I left the bar with my mind in overdrive. There was one thing I had been paranoid about: broadcasting my profession in a country in the grip of civil unrest.
That information could be forwarded to the officials on the South African side and the Mozambican side. They both had their hands dirty and Dave knows I know he bribed them.
Given our less-than-amicable relationship, he could have sent that passport copy to the border with a warning that I’m a journalist aware of the bribes exchanged under the table.
The border officials would then have a vested interest in getting their mitts on me since if I were to call foul down the right channels, they stood the chance of being not only fired but charged with a criminal offense.
It has been two months since Dave’s people asked for a photo of my passport—a period during which I suffered no harassment from the authorities. I used this time prudently, asking people if it was protocol for that to happen around here. And the answer has always been a frown and a negative response.

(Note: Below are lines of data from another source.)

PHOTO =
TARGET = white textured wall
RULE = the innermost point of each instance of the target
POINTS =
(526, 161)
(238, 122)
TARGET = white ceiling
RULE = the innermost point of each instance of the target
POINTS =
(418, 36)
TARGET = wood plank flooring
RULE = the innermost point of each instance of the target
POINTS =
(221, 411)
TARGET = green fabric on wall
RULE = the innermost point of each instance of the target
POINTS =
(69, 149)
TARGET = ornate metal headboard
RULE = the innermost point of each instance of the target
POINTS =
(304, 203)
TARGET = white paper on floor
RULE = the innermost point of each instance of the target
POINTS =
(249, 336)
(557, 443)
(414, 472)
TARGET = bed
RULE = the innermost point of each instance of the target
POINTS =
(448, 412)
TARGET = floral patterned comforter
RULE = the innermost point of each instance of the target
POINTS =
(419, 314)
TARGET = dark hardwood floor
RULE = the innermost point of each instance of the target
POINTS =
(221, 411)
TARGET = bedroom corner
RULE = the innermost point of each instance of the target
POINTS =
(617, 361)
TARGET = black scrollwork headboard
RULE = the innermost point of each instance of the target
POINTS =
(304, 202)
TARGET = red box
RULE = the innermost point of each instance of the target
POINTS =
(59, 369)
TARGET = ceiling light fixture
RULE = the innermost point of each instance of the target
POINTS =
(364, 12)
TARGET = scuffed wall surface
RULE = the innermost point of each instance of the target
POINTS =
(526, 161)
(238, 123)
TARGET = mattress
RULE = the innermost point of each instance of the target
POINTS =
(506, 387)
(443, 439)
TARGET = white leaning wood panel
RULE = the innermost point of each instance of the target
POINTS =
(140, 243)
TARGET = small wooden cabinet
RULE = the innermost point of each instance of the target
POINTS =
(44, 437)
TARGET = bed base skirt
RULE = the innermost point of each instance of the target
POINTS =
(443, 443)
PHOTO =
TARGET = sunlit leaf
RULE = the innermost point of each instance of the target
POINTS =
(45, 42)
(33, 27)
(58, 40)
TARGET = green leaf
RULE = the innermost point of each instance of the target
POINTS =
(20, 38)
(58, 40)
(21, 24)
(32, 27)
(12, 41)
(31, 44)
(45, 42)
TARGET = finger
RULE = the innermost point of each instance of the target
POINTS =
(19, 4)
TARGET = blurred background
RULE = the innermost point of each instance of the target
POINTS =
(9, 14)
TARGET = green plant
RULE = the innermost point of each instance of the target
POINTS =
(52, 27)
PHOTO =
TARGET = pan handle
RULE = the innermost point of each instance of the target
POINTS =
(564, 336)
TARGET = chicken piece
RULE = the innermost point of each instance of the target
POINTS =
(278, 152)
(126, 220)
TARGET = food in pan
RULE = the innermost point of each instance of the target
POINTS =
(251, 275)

“No,” some said. “It is the first time I hear of such a thing.” Others marveled at my gullibility in allowing them to take a photo of my passport—even before they learned I’d let it out of my sight briefly.
I do not wish to sensationalize this issue. Still, for those cops on the border, if it is as I fear it is, there would be few other effective ways to deal with a perceived threat like me other than silencing me—permanently, and this is what’s making me dread leaving the country.